At a festival, a child came up to me while I was holding Captain a Red Tailed Hawk. In response to seeing the hawk, he said in his country accent, “My daddy likes to shoot those with a shotgun!”
Trying to stay composed I nodded my head, but before I could say anything else he added, “They took off with our chickens!”
Smiling at him, “Did you know that a hawks favorite food is mice?”
“And chickens, ’cause they chicken hawks.”
“Actually, a hawk like Captain very rarely goes after the chickens. But I bet they do hang out around your chicken coops?”
“Yeah, all the time to go after are chickens!”
Smiling again at his persistence, “Well it’s because mice hang out at chicken coops to eat the chicken feed. And where there are mice, there are hawks.”
Intently watching Captain, I could tell he was absorbing this information. Finally, he spoke, “So they aren’t really chicken hawks?”
Joy filled my heart at his realization, “Nope, and it’s actually against the law to hurt these guys or even keep a feather.”

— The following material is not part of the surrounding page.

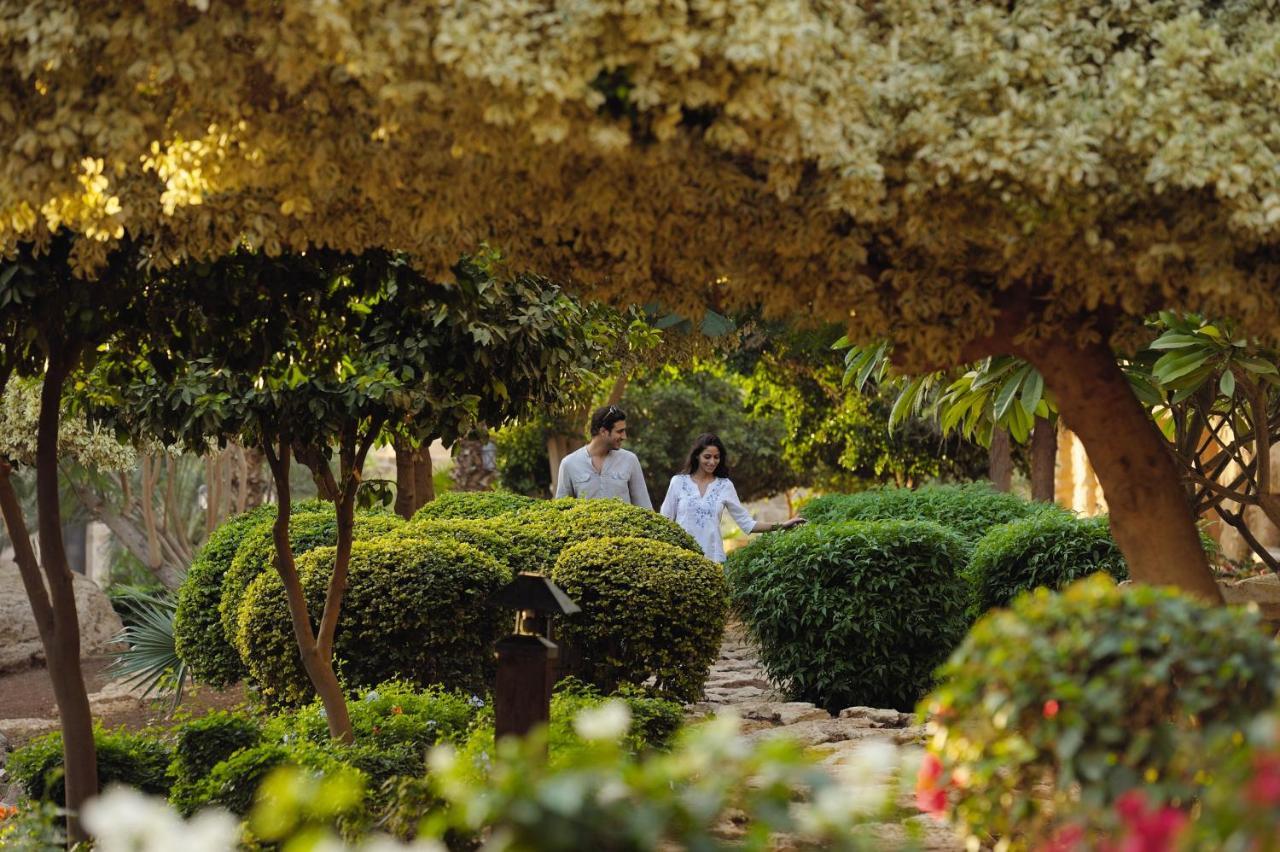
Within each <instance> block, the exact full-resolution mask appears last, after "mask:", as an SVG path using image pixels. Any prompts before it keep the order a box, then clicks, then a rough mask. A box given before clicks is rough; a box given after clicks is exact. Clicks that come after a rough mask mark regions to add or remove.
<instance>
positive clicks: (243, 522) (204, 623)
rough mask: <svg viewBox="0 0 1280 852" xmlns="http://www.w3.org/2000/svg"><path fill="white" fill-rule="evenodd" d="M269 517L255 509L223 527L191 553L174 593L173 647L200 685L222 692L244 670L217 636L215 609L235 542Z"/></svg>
mask: <svg viewBox="0 0 1280 852" xmlns="http://www.w3.org/2000/svg"><path fill="white" fill-rule="evenodd" d="M274 514H275V507H274V505H261V507H257V508H256V509H253V510H251V512H246V513H244V514H237V516H234V517H232V518H228V519H227V521H225V522H223V525H221V526H220V527H218V528H216V530H214V531H212V532H211V533H210V535H209V540H207V541H205V545H204V546H202V548H201V549H200V551H198V553H196V558H195V560H193V562H192V563H191V568H189V569H187V577H186V580H183V581H182V586H180V587H179V588H178V610H177V613H175V614H174V619H173V635H174V643H175V646H177V650H178V656H179V658H180V659H182V661H183V663H186V664H187V668H188V670H189V672H191V675H192V677H193V678H195V679H196V681H198V682H201V683H209V684H210V686H215V687H225V686H228V684H230V683H234V682H236V681H239V679H241V678H242V677H244V664H243V663H241V659H239V655H238V654H236V649H234V647H232V646H230V643H229V642H228V641H227V638H225V633H223V626H221V620H220V619H219V614H218V605H219V603H220V601H221V599H223V577H224V576H225V574H227V572H228V571H229V569H230V567H232V559H234V558H236V551H237V550H238V549H239V545H241V541H242V540H243V539H244V536H246V535H248V532H250V531H251V530H253V528H255V527H257V526H259V525H260V523H262V522H264V521H265V519H268V518H270V517H273V516H274Z"/></svg>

I say that knowing I have a stash of beautiful feathers in my car. Collecting feathers is a small illegal kind of obsessive hobby. It’s illegal in the United States to have possession of feathers from any North American bird species. That’s because if you have just the feather how are you going to prove you obtained that feather humanely.
Since Captain is a male, he only weighs about 2 and half pounds. Females can weigh up to 4 pounds.
My favorite response that I ever heard a child say when they saw me holding a red-tailed hawk was, “Did you know that red-tailed hawks eat lambs? And that there strong enough to carry a baby sheep away?
Nope, I never realized a bird that barely weighs over three pounds could carry away an animal that weighs up to 200 pounds. At least the kid was enthusiastic about hawks.